Grouping pairs - suggested tools

Tue Sep 21 05:41:46 EDT 2010

* Arnaud Delobelle, on 21.09.2010 11:13:
> On Sep 21, 7:19 am, "Alf P. Steinbach /Usenet"<alf.p.steinbach
> +use... at gmail.com>  wrote:
>> * Alf P. Steinbach /Usenet, on 21.09.2010 01:09:
>>
>>
>>
>>
>>
>>> * Astley Le Jasper, on 20.09.2010 23:42:
>>>> I have a list of tuples that indicate a relationship, ie a is related
>>>> to b, b is related to c etc etc. What I want to do is cluster these
>>>> relationships into groups. An item will only be associated with a
>>>> single cluster.
>>
>>>> Before I started, I wondered if there was any particular tool within
>>>> Python I should be looking at. I don't expect anyone to code this for
>>>> me, just say ... "you need to look at using x". I was going to use
>>>> populate a dictionary and
>>
>>>> Sorry for being so vague.
>>
>>>> Example Data:
>>>> [(a,b)
>>>> (a,c)
>>>> (a,d)
>>>> (b,c)
>>>> (b,d)
>>>> (c,d)
>>>> (e,f)
>>>> (e,g)
>>>> (f,g)
>>>> (h,i)]
>>
>>>> Output (grouping id, item ref)
>>>> (1,a),
>>>> (1,b),
>>>> (1,c),
>>>> (1,d),
>>>> (2,e),
>>>> (2,f),
>>>> (2,g),
>>>> (3,h),
>>>> (3,i)
>>
>>> It seems to be the same problem as "equivalence sets".
>>
>>> This problem was solved early on because e.g. Fortran compilers had to construct
>>> such sets (equivalence partitions of a set).
>>
>>> I though I'd just say "Google it!", because I know there's a standard algorithm
>>> but I can't recall the name. However, googling it I found no mention of that
>>> algorithm. Not even in the Wikipedia articles on equivalence sets.
>>
>>> A number of approaches spring to mind:
>>
>>> Approach 1:
>>> Multi-pass. Originally you assign a distinct set number to each symbol.

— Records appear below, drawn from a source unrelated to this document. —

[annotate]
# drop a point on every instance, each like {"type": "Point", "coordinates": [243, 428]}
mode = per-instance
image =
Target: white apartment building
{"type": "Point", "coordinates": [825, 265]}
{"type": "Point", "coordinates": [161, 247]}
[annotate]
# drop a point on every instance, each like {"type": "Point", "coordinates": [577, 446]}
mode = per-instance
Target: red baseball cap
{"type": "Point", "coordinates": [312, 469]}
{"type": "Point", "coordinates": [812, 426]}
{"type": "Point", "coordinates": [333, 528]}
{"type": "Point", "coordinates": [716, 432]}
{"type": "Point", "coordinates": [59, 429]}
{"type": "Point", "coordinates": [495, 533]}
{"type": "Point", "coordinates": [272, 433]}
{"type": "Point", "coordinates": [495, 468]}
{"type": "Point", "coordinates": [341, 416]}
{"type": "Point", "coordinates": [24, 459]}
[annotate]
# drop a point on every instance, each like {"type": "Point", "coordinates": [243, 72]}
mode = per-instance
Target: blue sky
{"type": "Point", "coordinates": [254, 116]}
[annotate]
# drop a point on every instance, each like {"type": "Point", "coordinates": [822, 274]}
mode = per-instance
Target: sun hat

>>> In each pass through the symbols you replace one number with another as
>>> per one of the equivalence specs. Stop when no replacements are done.
>>
>>> Approach 2:
>>> Merging. For each new equivalence A=B you check whether A has been assigned
>>> to a set, if not you create a new one, call that S1, and ditto for B, S2.

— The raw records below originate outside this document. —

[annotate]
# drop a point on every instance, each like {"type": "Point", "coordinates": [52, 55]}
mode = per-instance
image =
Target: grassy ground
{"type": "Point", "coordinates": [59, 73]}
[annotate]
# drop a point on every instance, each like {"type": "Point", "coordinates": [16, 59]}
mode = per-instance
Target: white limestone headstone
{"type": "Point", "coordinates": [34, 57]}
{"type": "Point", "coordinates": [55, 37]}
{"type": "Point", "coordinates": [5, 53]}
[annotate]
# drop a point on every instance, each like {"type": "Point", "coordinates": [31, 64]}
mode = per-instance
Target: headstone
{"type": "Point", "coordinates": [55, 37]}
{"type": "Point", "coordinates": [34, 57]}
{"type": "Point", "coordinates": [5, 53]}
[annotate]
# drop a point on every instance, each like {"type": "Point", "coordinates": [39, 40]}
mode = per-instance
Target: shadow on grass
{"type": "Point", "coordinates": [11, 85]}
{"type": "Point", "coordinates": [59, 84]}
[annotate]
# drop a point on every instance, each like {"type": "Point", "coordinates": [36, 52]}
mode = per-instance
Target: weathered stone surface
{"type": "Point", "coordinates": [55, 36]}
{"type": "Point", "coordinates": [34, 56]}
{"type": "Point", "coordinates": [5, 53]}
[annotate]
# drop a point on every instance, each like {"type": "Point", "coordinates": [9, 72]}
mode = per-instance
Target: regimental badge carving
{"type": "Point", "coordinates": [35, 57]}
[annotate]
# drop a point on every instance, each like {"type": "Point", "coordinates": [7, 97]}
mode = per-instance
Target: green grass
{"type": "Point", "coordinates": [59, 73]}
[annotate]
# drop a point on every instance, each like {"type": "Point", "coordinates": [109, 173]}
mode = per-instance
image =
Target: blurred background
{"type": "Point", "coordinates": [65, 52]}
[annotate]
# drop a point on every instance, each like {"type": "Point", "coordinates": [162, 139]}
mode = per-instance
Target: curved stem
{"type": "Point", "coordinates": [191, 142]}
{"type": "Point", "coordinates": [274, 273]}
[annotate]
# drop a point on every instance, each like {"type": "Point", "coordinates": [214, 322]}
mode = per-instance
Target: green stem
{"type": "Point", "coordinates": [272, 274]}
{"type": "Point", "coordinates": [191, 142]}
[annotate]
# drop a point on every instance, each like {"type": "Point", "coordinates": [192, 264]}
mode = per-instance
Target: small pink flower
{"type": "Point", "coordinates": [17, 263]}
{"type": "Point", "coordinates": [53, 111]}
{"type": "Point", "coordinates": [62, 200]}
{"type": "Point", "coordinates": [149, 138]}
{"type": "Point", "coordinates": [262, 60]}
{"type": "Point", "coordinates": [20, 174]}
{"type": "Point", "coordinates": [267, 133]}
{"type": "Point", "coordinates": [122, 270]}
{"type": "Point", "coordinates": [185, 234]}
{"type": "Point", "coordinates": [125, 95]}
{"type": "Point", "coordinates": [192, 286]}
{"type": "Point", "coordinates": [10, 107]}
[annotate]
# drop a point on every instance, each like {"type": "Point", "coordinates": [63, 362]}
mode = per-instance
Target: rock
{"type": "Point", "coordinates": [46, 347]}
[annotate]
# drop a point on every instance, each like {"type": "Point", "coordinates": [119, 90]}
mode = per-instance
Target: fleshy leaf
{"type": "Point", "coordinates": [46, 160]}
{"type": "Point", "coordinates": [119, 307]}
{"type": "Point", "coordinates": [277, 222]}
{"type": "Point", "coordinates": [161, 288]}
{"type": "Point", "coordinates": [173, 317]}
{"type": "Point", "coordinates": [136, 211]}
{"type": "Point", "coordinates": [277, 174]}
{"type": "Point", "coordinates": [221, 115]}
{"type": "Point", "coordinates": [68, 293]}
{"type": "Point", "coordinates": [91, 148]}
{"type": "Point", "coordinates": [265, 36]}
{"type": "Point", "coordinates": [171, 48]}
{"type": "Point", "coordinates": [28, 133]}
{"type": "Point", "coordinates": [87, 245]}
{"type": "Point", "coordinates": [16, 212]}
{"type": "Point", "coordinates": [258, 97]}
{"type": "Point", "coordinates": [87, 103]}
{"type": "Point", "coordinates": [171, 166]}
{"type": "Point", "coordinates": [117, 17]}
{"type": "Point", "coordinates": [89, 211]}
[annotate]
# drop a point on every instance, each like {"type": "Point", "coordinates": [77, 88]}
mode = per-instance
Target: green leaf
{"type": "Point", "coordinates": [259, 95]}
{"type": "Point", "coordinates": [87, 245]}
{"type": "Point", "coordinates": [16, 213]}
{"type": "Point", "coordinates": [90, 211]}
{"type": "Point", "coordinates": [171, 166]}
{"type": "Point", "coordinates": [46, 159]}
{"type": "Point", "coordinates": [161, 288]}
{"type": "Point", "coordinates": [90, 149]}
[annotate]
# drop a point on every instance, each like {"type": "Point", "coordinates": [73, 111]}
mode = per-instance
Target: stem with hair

>>> Merge S1 and S2, e.g. move all elements of S2 to S1.
>>
>>> Approach 3:
>>> In a first pass convert the data to more explicit form, linking each symbol
>>> to the symbols it's directly equivalent to. Then in second pass simply drag
>>> out each equivalence group (recurse on each symbol's list of equivalences).
>>
>>> Approaches 1 and 2 seem to be pretty inefficient for a large number of symbols,
>>> but I think approach 1 may be a practical option for a small number of symbols.
>>
>> Uhm, thinking about it (it must have been my unconscious mind doing the work, it
>> just popped into my head), if you first sort each individual equivalence
>> relation so that you never have e.g. C=A but only A=C and so on, and then sort
>> the list of equivalences, then it should reduce to walking the list and just
>> starting a new set whenever a symbol is encountered that isn't yet in a set.
>>
>> <code language="Py3">
>> class Attributes: pass
>>
>> sym = Attributes()
>> for name in ("a", "b", "c", "d", "e", "f", "g", "h", "i"):
>>       setattr( sym, name, name )
>>
>> eq_specs = [
>>       (sym.a, sym.d),
>>       (sym.b, sym.a),
>>       (sym.b, sym.c),
>>       (sym.b, sym.d),
>>       (sym.c, sym.d),
>>       (sym.c, sym.a),
>>       (sym.e, sym.f),
>>       (sym.e, sym.g),
>>       (sym.f, sym.g),
>>       (sym.h, sym.i),
>>       ]
>>
>> equalities = []
>> for eq in eq_specs:
>>       sorted_eq = eq if eq[0]<= eq[1] else (eq[1], eq[0])
>>       equalities.append( sorted_eq )
>> equalities.sort()
>>
>> eq_sets = {}
>> eq_set_ids = {}
>> current_eq_set_id = 0
>> for eq in equalities:
>
> This would make the body of the loop easier to read:
>
>    for x, y in equalities:
>
>>       if eq_set_ids.get( eq[0] ) is None:
>
> Why not simply:
>
>         if eq[0] in eq_set_ids:
>
>>           current_eq_set_id += 1
>>           eq_set_ids[eq[0]] = current_eq_set_id
>>           eq_sets[current_eq_set_id] = set( eq[0] )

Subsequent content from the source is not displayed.